The Audubon’s proceeded with ambitious plans to build a comfortable life in the mercantile business, moving to Henderson, KY setting up a profitable store and raising their surviving children, Victor Gifford and John Woodhouse. The Panic of 1817 precipitated a bankruptcy over investments in a large saw and grist mill. This crisis led to Audubon’s decision to seriously pursue his bird paintings. From this time, life became a series of crisis and itinerate jobs to support his art. Committed to her husband’s life work, Lucy moved to St. Francisville, LA to open a school and rear their sons.

On May 17,1826 with Lucy’s moral and monetary support, Audubon sailed from New Orleans aboard the cotton schooner, Delos, bound for Liverpool, England to begin work to publish his paintings. In less than a week, he was invited to exhibit his drawings at the Royal Institution and proclaimed a great American genius.

In November of 1826, William Home Lizars of Edinburgh begins to engrave Plate #1 “The Wild Turkey” of Audubon’s immortal work The Birds of America. In May 1827, Robert Havell, Jr. of London takes over the printing after Lizar’s hand-colorists strike.

The great work will take eleven years to produce 435 life-size plates printed on the largest paper available, Double-Elephant. It will be financed by subscribers who receive a sequence of parts containing 5 prints (1 large bird, 2 medium, 3 smaller birds making up each part), to be paid upon receipt.

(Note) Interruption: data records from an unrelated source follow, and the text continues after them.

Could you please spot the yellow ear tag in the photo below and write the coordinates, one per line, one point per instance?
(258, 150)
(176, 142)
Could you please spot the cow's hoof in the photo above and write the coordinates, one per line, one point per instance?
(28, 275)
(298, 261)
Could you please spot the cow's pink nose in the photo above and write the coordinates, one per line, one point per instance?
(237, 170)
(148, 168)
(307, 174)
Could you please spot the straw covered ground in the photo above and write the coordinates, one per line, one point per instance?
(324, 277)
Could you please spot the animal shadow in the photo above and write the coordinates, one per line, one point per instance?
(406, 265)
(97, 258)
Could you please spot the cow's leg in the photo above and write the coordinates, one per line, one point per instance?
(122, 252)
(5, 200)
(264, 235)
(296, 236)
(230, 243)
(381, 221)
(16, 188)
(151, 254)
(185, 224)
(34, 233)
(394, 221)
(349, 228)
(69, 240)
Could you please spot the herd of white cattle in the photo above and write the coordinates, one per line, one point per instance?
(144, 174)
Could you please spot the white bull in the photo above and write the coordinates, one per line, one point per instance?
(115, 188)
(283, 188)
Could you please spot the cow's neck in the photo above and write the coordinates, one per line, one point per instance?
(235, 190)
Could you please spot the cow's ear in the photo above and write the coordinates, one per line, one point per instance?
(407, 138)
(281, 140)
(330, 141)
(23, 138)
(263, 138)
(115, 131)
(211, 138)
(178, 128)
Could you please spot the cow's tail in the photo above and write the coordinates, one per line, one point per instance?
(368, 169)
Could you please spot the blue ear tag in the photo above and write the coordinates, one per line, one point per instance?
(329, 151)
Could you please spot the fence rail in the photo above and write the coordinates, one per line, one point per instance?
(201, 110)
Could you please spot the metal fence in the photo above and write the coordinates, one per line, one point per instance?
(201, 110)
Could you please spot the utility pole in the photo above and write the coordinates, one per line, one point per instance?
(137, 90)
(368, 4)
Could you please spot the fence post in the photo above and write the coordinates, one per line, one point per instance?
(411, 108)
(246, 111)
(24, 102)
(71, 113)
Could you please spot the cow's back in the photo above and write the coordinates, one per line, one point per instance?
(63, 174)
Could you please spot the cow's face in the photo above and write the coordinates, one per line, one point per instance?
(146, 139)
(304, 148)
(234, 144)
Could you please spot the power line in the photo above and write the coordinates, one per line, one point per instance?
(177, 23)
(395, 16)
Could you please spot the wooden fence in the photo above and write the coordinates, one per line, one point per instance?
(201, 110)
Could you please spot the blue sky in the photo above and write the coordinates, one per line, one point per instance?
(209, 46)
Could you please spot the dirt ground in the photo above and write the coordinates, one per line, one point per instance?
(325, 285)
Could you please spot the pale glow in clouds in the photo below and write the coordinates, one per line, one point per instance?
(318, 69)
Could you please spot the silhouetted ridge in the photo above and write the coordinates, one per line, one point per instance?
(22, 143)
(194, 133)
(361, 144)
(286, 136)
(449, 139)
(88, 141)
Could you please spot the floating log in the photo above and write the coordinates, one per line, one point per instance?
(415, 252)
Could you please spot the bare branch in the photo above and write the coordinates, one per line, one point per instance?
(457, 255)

The entire work totaled 87 parts costing $1,050 U.S., a fantastic sum in the 1830’s.

During this period, Audubon must constantly acquire new subscribers to make up for those that quit, monitor the printing and coloring, insure timely shipments and collect payments. The payment for each part will finance the production of the next five prints.

Audubon must return to America in 1827, 1831 and 1836 to paint more birds to fulfill his goal of illustrating all the known American birds. During his 1831 trip to America, he formed one of his most important and lasting friendships when he was introduced to the Reverend John Bachman, the 41-year-old pastor of St. John’s Lutheran Church of Charleston, SC. Audubon moved into Bachman’s large home on Pinckney Street and Bachman helped Audubon locate new species of birds to paint and subscribers to the growing work. June 20, 1838, the 87th 5 print part of The Birds of America is published, concluding the great work after an arduous twelve years.

Audubon and his family continue to work producing a small copy of the Double-Elephant Folio created with the use of a technical device called the camera lucida. Called the Royal Octavo Edition, and more affordable to Americans at $100US these hand-colored lithographs were first published from 1840-1844.

Audubon collaborated again with his old friend, John Bachman, the American expert on mammals, to produce Folio and Octavo works called the Viviparous Quadrupeds of North America. The Reverend Bachman’s daughters Maria and Eliza married Audubon’s two sons.

The Octavo works became bestsellers, with the United States government purchasing copies to be given to visiting international dignitaries. Georges Cuvier, a 19-century leader of European science, characterized Audubon’s great achievement as “the most magnificent monument which has yet been erected to Ornithology.” And so it is considered to this day.